EMBARGOED UNTIL: Tuesday 5/21, 10:45 AM MDT
(Symposium Session 165)
Wyndmoor, PA, United States
Bacteria are an integral part of our environment and even our bodies. Most bacteria, including Escherichia coli, are beneficial, or at least harmless. However some bacteria can cause illness. There are at least 187 different types of E. coli strains based on the reaction of their surface polysaccharide antigen to different antisera (this defines their “serogroup”), including the most common occupants in our guts to the highly virulent strains that cause diarrhea, renal failure, or even death. Currently, researchers have to isolate and/or enrich target analytes from complicated clinical, food, or environmental samples to identify them -- a labor-intensive process that can take days and only be performed in specialized laboratories.
To prevent or track outbreaks of illness caused by food-borne pathogenic bacteria, such as toxin-producing E. coli, it is important to be able to quickly and accurately detect or identify potentially harmful strains in foods or patients samples directly. Metagenomics, as an emerging field of study that enables investigators to study the genetic materials of metagenomes recovered directly from microbial communities, provides a new way of identifying microorganisms in foods and patients. Moreover, recent advances in low-cost next-generation DNA sequencing (NGS) or high-throughput sequencing technologies have provided a potential for accurate, rapid, and comprehensive detection and identification of bacterial pathogens. We can liken the process of identifying a pathogenic bacterium based on its DNA sequence to finding someone on Facebook. Each particular strain (“Facebook user”) of E. coli is unique and has its own individual “Facebook” page and “User profile” based on its relevant gene content (i.e., genes that help us define the particular serogroup).
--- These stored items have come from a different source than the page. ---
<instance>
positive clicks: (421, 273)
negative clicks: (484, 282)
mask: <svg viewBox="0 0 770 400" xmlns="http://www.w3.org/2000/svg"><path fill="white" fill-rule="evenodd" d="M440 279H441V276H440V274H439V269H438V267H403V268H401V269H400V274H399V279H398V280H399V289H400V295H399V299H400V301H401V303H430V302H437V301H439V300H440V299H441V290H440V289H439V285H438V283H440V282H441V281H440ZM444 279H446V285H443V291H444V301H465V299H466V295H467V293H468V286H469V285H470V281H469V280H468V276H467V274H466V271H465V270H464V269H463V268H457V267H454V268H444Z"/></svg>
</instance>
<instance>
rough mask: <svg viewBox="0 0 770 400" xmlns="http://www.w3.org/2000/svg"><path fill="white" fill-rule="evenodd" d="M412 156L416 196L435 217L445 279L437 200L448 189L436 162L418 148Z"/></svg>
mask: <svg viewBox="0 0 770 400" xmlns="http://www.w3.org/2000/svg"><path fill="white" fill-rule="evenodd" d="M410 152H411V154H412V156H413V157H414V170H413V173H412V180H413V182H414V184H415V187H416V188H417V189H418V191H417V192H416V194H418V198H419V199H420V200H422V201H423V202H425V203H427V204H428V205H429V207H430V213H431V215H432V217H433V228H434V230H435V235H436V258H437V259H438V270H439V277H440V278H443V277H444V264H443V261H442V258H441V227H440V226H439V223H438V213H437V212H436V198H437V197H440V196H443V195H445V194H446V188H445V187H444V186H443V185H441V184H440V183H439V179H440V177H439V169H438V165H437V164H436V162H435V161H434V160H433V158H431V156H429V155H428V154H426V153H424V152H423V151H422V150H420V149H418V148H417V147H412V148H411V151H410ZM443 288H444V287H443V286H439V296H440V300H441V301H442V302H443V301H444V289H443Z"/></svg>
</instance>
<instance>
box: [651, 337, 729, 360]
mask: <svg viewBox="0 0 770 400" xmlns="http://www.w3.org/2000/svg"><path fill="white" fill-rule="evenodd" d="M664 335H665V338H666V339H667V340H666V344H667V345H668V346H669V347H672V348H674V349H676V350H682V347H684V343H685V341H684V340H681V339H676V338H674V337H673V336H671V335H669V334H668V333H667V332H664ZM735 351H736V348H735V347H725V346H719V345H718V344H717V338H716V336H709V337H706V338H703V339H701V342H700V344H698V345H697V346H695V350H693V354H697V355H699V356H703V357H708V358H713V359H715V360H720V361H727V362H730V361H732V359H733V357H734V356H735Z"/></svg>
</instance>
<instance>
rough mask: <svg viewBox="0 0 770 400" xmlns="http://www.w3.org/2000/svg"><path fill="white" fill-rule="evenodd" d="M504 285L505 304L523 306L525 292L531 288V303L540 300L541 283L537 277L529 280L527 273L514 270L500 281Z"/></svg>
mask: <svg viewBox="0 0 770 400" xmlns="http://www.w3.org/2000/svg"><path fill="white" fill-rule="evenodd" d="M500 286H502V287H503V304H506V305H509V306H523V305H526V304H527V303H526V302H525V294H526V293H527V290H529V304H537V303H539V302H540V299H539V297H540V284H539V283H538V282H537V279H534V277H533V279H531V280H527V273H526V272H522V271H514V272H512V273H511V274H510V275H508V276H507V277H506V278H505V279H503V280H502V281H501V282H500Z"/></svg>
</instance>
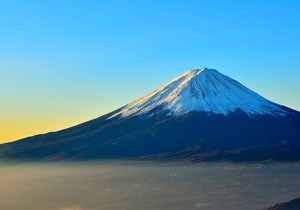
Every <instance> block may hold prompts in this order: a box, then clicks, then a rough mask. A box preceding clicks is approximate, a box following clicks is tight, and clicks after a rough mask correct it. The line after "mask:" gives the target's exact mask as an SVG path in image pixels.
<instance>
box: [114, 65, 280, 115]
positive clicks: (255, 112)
mask: <svg viewBox="0 0 300 210" xmlns="http://www.w3.org/2000/svg"><path fill="white" fill-rule="evenodd" d="M158 106H162V109H163V110H164V111H166V112H168V114H169V115H183V114H185V113H188V112H191V111H204V112H213V113H216V114H224V115H228V114H229V113H230V112H234V111H235V110H237V109H241V110H242V111H244V112H246V113H247V114H249V115H255V114H271V115H275V116H278V115H285V114H286V110H284V109H282V107H281V106H279V105H277V104H275V103H273V102H271V101H269V100H267V99H265V98H264V97H262V96H260V95H258V94H257V93H255V92H253V91H251V90H250V89H248V88H246V87H245V86H243V85H242V84H240V83H239V82H237V81H235V80H233V79H231V78H230V77H228V76H225V75H223V74H221V73H219V72H218V71H217V70H214V69H207V68H202V69H193V70H190V71H188V72H186V73H184V74H183V75H181V76H179V77H177V78H176V79H174V80H172V81H171V82H169V83H168V84H166V85H164V86H162V87H161V88H159V89H157V90H156V91H154V92H152V93H150V94H148V95H146V96H144V97H142V98H140V99H138V100H136V101H134V102H132V103H130V104H128V105H127V106H126V107H124V108H123V109H122V110H120V111H119V112H117V113H116V114H114V115H113V116H111V117H115V116H119V115H120V116H121V117H127V116H132V115H146V116H147V113H149V111H151V110H152V109H154V108H156V107H158ZM160 111H161V110H160ZM157 112H158V111H157ZM151 114H152V115H153V114H155V113H151Z"/></svg>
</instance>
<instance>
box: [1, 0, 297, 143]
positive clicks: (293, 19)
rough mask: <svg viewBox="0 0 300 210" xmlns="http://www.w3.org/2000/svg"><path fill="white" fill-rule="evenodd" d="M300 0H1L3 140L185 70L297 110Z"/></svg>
mask: <svg viewBox="0 0 300 210" xmlns="http://www.w3.org/2000/svg"><path fill="white" fill-rule="evenodd" d="M299 11H300V1H297V0H294V1H292V0H281V1H276V0H256V1H255V0H253V1H240V0H239V1H224V0H223V1H213V0H207V1H202V0H182V1H179V0H164V1H161V0H160V1H158V0H149V1H143V0H137V1H135V0H131V1H126V0H123V1H121V0H120V1H114V0H109V1H101V0H97V1H96V0H94V1H93V0H89V1H84V0H81V1H79V0H48V1H37V0H36V1H34V0H26V1H23V0H20V1H15V0H10V1H0V30H1V33H0V88H1V91H0V98H1V103H0V143H1V142H7V141H11V140H16V139H19V138H23V137H26V136H30V135H34V134H38V133H45V132H49V131H55V130H59V129H62V128H66V127H69V126H72V125H75V124H78V123H81V122H84V121H87V120H90V119H92V118H96V117H98V116H100V115H102V114H105V113H107V112H109V111H112V110H114V109H116V108H119V107H120V106H123V105H125V104H127V103H129V102H131V101H132V100H135V99H137V98H139V97H141V96H143V95H145V94H147V93H149V92H152V91H153V90H155V89H157V88H158V87H160V86H161V85H163V84H165V83H166V82H169V80H171V79H173V78H175V77H177V76H179V75H180V74H182V73H184V72H185V71H187V70H188V69H192V68H201V67H208V68H214V69H217V70H219V71H220V72H221V73H224V74H226V75H228V76H230V77H232V78H234V79H236V80H238V81H239V82H241V83H242V84H244V85H245V86H247V87H248V88H250V89H252V90H254V91H256V92H257V93H259V94H261V95H263V96H264V97H266V98H268V99H270V100H272V101H274V102H277V103H280V104H283V105H285V106H289V107H291V108H293V109H296V110H300V94H299V92H300V79H299V78H300V15H299Z"/></svg>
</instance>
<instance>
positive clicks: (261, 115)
mask: <svg viewBox="0 0 300 210" xmlns="http://www.w3.org/2000/svg"><path fill="white" fill-rule="evenodd" d="M299 151H300V114H299V112H297V111H294V110H292V109H289V108H287V107H284V106H280V105H278V104H275V103H273V102H271V101H269V100H267V99H265V98H263V97H261V96H259V95H258V94H256V93H254V92H253V91H251V90H249V89H248V88H246V87H244V86H243V85H241V84H240V83H238V82H236V81H235V80H233V79H231V78H229V77H227V76H225V75H223V74H221V73H219V72H217V71H216V70H210V69H200V70H191V71H189V72H187V73H185V74H183V75H182V76H180V77H178V78H176V79H175V80H173V81H171V82H170V83H168V84H167V85H165V86H163V87H161V88H159V89H158V90H156V91H154V92H153V93H151V94H149V95H147V96H145V97H143V98H141V99H139V100H137V101H135V102H133V103H131V104H128V105H127V106H125V107H122V108H120V109H118V110H116V111H114V112H112V113H109V114H107V115H104V116H102V117H100V118H97V119H95V120H91V121H89V122H86V123H83V124H81V125H77V126H74V127H72V128H69V129H65V130H62V131H58V132H53V133H49V134H44V135H38V136H34V137H29V138H26V139H22V140H19V141H16V142H12V143H7V144H3V145H0V157H1V158H8V159H11V158H17V159H46V160H61V159H97V158H147V159H149V158H150V159H162V160H165V159H175V160H176V159H181V160H182V159H188V160H193V161H200V160H234V161H251V160H270V159H273V160H300V154H299V153H300V152H299Z"/></svg>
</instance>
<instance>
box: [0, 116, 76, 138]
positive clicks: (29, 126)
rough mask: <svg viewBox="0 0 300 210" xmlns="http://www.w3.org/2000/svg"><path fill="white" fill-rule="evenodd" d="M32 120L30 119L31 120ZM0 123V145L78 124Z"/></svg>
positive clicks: (61, 128) (23, 122) (27, 121)
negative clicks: (0, 144)
mask: <svg viewBox="0 0 300 210" xmlns="http://www.w3.org/2000/svg"><path fill="white" fill-rule="evenodd" d="M31 120H32V119H31ZM31 120H28V121H24V120H20V121H17V122H16V121H14V122H12V121H5V122H4V121H0V144H2V143H7V142H11V141H15V140H19V139H22V138H26V137H30V136H34V135H38V134H44V133H48V132H52V131H58V130H62V129H65V128H68V127H71V126H74V125H76V124H79V123H80V122H63V121H60V122H53V121H52V120H51V121H50V120H49V121H40V120H32V121H31Z"/></svg>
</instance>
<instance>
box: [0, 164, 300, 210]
mask: <svg viewBox="0 0 300 210" xmlns="http://www.w3.org/2000/svg"><path fill="white" fill-rule="evenodd" d="M299 174H300V165H299V164H298V163H265V164H261V163H252V164H244V163H240V164H236V163H205V164H204V163H202V164H186V163H184V164H180V163H177V164H175V163H155V162H142V161H141V162H139V161H137V162H133V161H97V162H80V163H74V162H63V163H0V177H1V179H0V199H1V200H0V209H5V210H17V209H22V210H40V209H45V210H99V209H101V210H116V209H122V210H126V209H128V210H134V209H143V210H148V209H149V210H150V209H151V210H152V209H167V210H168V209H170V210H176V209H178V210H179V209H211V210H217V209H233V210H234V209H262V208H265V207H269V206H272V205H274V204H275V203H279V202H282V201H287V200H290V199H293V198H296V197H299V195H300V192H299V189H300V176H299Z"/></svg>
If we have DNA sequence information from strains isolated from food or associated with an outbreak, we can search our database and identify the type of strain based on their profiles.
Setting up a comprehensive database of all-encompassing profiles for each serogroup of E. coli is a time consuming and crucial process. The preliminary testing of this database for identification of E. coli serogroups/serotypes is described by Drs. Xianghe Yan, Chin-Yi Chen, and Pina Fratamico at the USDA, Agricultural Research Service (ARS), Eastern Regional Research Center in Wyndmoor, PA, and collaborator Dr. Jing Hu at Franklin & Marshall College, Lancaster, PA, in the study “A Simulated Metagenomic Approach for Bacterial Serotyping Using Shotgun Genome Sequences Coupled with O-Antigen Gene Cluster Analysis” presented by Dr. Xianghe Yan at the 113th General Meeting of American Society for Microbiology, Denver, CO, on Monday, May 20 2013.
Scientists at USDA-ARS and their collaborator have built a database consisting of E. coli O-antigen gene cluster sequence data and that of various virulence factors for all 187 serogroups of E. coli including the pathogenic Shiga toxin-producing E. coli (STEC) strains as a first step to explore the power of NGS and computational technologies to facilitate and streamline the processing and analysis of NGS data for pathogen detection and identification. Minimally processed NGS data will be compared to the entries in the database, and based on the number of hits to specific genes-of-interest, the search will return with the possible O-antigen gene(s) and a score to each potential virulence factor. Parameters can be set to send out warnings to alert the
presence of potential pathogenic strains based on the number and type of virulence genes detected. In the study, the pooled NGS raw sequences were accurately reclassified into appropriate serogroups. The coverage of sequence reads allowed a numerical readout of the O-antigen and stx genes, enabling rapid detection of pathogenic STEC and an estimate of the richness of certain serogroups in the simulated metagenomic datasets. The database can also be expanded as more bacterial genome sequences become available. This approach has great potential for comprehensive molecular serotyping, genotyping, and identification of emerging pathogenic strains in clinical, food, or environmental samples.